Karoline Mitterer, Nikola Hochholdinger, Marion Seisenbacher

Massive Investitionsbedarfe im stadtregionalen Öffentlichen Verkehr

Der ÖPNRV[1] wird in Zukunft eine noch stärkere Rolle in den Städten einnehmen, da die Ballungsräume stetig wachsen und ein Beitrag zur Dekarbonisierung geleistet werden muss. Doch was bedeutet dies für die Städte und Länder bezüglich des Verkehrsangebotes innerhalb der Stadtregionen? Im Rahmen einer Erhebung zu den Investitionsbedarfen im stadtregionalen ÖPNRV[2] wurde dieser Frage nachgegangen.

Der stadtregionale ÖPNRV steht in den nächsten Jahrzehnten vor gravierenden Herausforderungen. Ambitionierte Dekarbonisierungsziele, steigende Pendlerverflechtungen und Bevölkerungszuwächse in Ballungsräumen werden zu massiven Ausbaubedarfen im stadtregionalen Raum führen. So bekennt sich die Bundesregierung in ihrer Klima- und Energiestrategie („mission 2030“) zu einer CO2 Reduktion im Verkehrsbereich um 31 Prozent von 2016 bis 2030. Bis 2050 soll ein Ausstieg aus fossilen Energieträgern („Dekarbonisierung“) erfolgen.[3]


Erhebung der Investitionsbedarfe in Stadtregionen

Bund, Länder und Städtebund haben daher das KDZ beauftragt, eine Bedarfserhebung zu Infrastrukturinvestitionen[4] im stadtregionalen ÖPNRV durchzuführen. Mit dieser Studie[5] steht nun erstmals eine systematische Auswertung und Darstellung von Investitionsbedarfen nach verschiedenen Merkmalen – wie etwa Verkehrsmittel, Art der Infrastruktur, Zweck der Bedarfe, Priorität und Realisierungswahrscheinlichkeit – zur Verfügung.

Die Investitionsbedarfe der Städte und Länder wurden in den Stadtregionen mit Landeshauptstädten bzw. mit Kernstädten über 30.000 EW erhoben.[6]


Zukünftiger Investitionsbedarf gemäß aktuellen Planungen

Die im Rahmen der Studie erfassten finanziellen Bedarfe belaufen sich bis 2030 insgesamt auf rund 9,4 Mrd.
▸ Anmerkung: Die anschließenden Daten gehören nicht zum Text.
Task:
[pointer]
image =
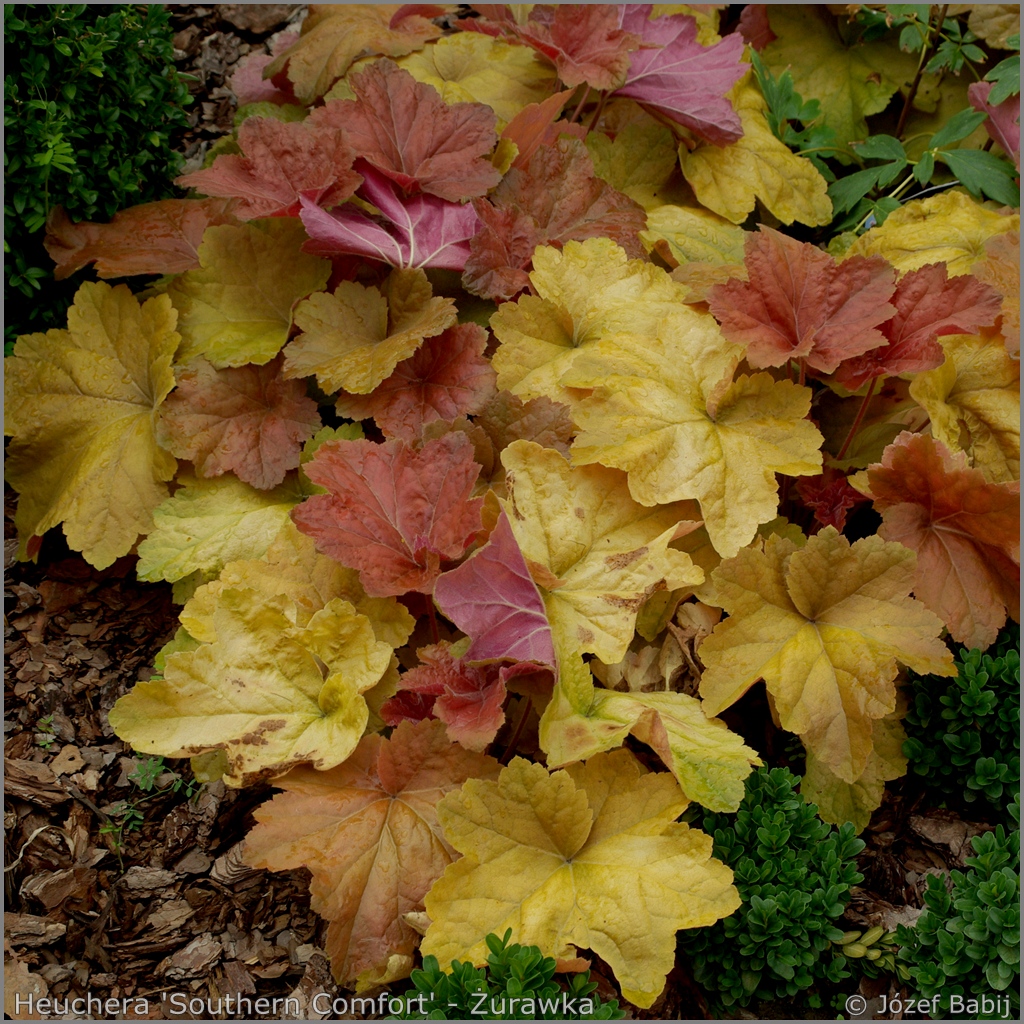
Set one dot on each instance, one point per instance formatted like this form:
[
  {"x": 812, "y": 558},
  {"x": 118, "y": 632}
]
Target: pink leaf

Euro für den Infrastrukturbereich. Hinzu kommen noch mindestens 0,7 Mrd. Euro an Bedarfen für den städtischen Fuhrpark. In Abbildung 1 sind die erfassten Bedarfe nach Stadtregionen dargestellt.

Dabei ist zu berücksichtigen, dass hier ausschließlich die Kosten für die Stadtregionen abgebildet sind. Darüber hinausgehende Bedarfe der Länder für den ländlichen Raum sind nicht inkludiert. Gefragt wurde nach allen relevanten Verkehrsmitteln innerhalb der Stadtregionen (daher auch nach Bedarfen für ÖBB-Leistungen oder innerstädtische Verkehrsangebote). Die Erhebung bezieht sich primär auf die bereits geplanten Infrastrukturleistungen. Darüber hinausgehende Bedarfe aufgrund der Dekarbonisierungsziele sind hier nur im Ansatz abgebildet.
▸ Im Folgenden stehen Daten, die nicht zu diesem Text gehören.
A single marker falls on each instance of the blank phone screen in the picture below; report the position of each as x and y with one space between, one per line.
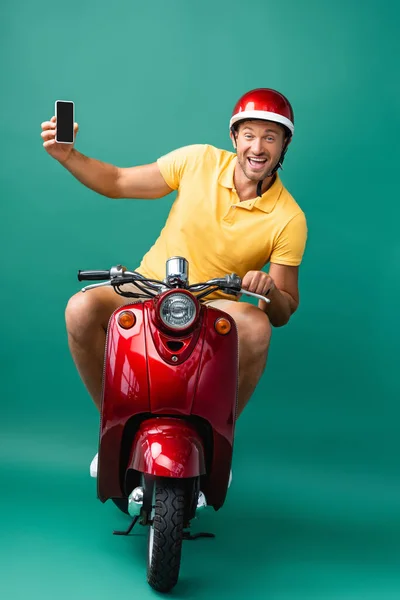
65 122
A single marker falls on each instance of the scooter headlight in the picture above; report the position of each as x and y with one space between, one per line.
178 311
Im überwiegenden Maße handelt es sich um Projekte mit hoher Realisierungswahrscheinlichkeit. Der Schwerpunkt der genannten Bedarfe konzentriert sich auf die Jahre 2018 bis 2025 – der längerfristige Bedarf bis 2030 ist vergleichsweise noch wenig konkretisiert und ist folglich in der Erhebung unterrepräsentiert.[7]

Abbildung 1: Erfasste Bedarfe der ÖPNRV-Infrastrukturbedarfserhebung in Euro pro Kopf, 2018

Quelle: KDZ: eigene Darstellung 2018.
Anmerkungen: * exklusive Bedarfe des Landes Kärnten in den Stadtregionen Klagenfurt und Villach; ** exklusive Bedarfe der Stadt St. Pölten, der Länder Burgenland und Niederösterreich sowie der Städte Eisenstadt und Wr. Neustadt in der Stadtregion Plus.
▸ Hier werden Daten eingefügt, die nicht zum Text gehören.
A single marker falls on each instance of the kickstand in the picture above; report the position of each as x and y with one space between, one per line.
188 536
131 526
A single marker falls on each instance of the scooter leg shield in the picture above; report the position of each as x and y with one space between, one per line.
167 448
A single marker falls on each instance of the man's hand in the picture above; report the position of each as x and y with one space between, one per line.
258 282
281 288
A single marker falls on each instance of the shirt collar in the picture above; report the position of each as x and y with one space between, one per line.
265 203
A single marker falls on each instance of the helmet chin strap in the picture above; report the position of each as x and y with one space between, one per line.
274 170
Ausschlaggebend für den stadtregionalen Investitionsbedarf sind insbesondere die Kosten für das schienengebundene Verkehrsangebot. So sind die hohen Pro-Kopf-Bedarfe der Stadtregion Graz in erster Linie auf die geplanten umfassenden Baumaßnahmen an Bahnlinien zurückzuführen. Insgesamt betreffen rund 3,4 Mrd. Euro vorwiegend den S-Bahn- und REX-Verkehr der ÖBB. Etwa 1 Mrd. Euro wird für Privatbahnen benötigt und insgesamt 4,5 Mrd. Euro sind für die Infrastrukturen der Straßenbahnen und U-Bahnen erforderlich (siehe Abb. 2).

Abbildung 2: Verteilung des erfassten Investitionsbedarfs auf die Hauptverkehrsmittel und den städtischen Fuhrpark in Mrd. Euro und Prozent, 2018

Quelle: KDZ: eigene Berechnung und Darstellung 2018; auf Basis Erhebung zu Infrastrukturbedarfen im stadtregionalen ÖPNRV 2018.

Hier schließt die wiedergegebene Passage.